In the picture above we are all appropriately dressed - although we have heat now it is still somewhat chilly, so we all wear layers. No force of nature however can keep Sophie's clothes on. As soon as she walks in the door she peels everything off until she's running around in her underpants.
Sophie likes to help move around our empty water jugs - she likes to move around our full ones, too, which easily outweigh her!
On the way to Sophie's school, we now see huge crowds trying to buy train tickets home. This is the largest migration of humans (millions) anywhere on the planet, and it happens every year at the Chinese New Year. You can only buy a train ticket 10 days in advance, so people are clambering to get the seats. We've also heard there's quite a black market for train tickets.

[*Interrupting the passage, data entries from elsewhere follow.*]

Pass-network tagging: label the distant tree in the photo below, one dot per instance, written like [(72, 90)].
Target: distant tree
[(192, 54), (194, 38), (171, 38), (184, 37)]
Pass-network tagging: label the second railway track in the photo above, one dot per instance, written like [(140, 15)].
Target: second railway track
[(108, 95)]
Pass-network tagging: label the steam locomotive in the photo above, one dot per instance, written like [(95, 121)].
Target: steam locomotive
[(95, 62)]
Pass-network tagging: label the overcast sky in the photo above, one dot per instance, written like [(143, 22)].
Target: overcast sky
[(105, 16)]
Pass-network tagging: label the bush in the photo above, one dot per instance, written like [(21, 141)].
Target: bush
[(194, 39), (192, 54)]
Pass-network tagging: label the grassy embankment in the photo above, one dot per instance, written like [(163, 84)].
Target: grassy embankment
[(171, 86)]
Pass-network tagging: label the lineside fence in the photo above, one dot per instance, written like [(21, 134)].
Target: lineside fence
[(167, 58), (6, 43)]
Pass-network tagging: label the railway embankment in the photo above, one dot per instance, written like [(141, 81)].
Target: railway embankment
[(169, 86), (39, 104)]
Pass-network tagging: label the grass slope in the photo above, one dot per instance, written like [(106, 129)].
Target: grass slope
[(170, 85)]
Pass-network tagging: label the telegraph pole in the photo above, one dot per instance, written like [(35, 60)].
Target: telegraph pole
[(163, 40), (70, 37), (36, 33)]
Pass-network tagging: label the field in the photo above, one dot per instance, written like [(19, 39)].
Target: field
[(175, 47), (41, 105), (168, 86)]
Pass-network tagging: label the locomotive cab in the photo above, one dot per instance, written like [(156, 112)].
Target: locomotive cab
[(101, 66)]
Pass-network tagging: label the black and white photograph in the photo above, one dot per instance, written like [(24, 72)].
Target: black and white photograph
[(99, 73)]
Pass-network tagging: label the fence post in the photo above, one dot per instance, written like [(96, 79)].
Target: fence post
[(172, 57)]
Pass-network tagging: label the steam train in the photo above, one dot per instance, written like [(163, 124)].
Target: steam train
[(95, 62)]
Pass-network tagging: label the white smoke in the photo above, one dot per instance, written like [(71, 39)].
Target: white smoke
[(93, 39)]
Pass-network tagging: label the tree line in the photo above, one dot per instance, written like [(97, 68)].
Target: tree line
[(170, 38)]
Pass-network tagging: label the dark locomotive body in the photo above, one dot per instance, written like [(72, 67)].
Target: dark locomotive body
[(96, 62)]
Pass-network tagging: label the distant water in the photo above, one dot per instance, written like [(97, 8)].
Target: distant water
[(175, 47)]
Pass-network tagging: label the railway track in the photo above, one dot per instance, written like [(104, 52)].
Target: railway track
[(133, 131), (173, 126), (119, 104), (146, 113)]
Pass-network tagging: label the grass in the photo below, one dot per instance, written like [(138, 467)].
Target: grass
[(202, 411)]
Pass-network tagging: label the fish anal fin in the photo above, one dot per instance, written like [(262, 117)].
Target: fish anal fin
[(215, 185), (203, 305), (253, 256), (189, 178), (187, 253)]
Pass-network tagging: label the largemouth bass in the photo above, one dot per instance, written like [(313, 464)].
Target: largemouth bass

Sue and Sophie love to stop at the local noodle shop on the way to school, for breakfast. It's a popular, fast and delicious breakfast for about 28 cents, US!
Sophie, at school with some of her classmates... They all keep their clothes on due to lack of heat so they look like little sumo wrestlers.
The building construction is still continuing but thankfully it is only on the 1sts floor, so the noise is reduced in our apartment. It's still quite a mess to trudge through the mud and construction material though. Our stair entrance is now framed in granite! It will look nice when it's done.
We went to the local market today to find some things for the US kids who are sending us letters. Sue loved looking at all of the decorations and had a difficult time choosing. "Should I get this character I don't know or that character I don't know?" I said, "We can't read them anyway, so get the cheapest!"
Finally, our last stop was the calligraphy store where you can buy pens, ink sticks, paper, and all manner of calligraphy items. The paper is hand made in different provinces and has varying properties of absorption, thickness, smoothness, fiber content, etc. We had seen it being made in Fu Yang so we appreciate the process! Sue bought an assortment of paper that she is excited to try.
Now decorations are going up in stores and on lampposts, which makes it seem so festive here! We are looking forward to lighting some fireworks with Grandma and Grandpa when we get back from Thailand!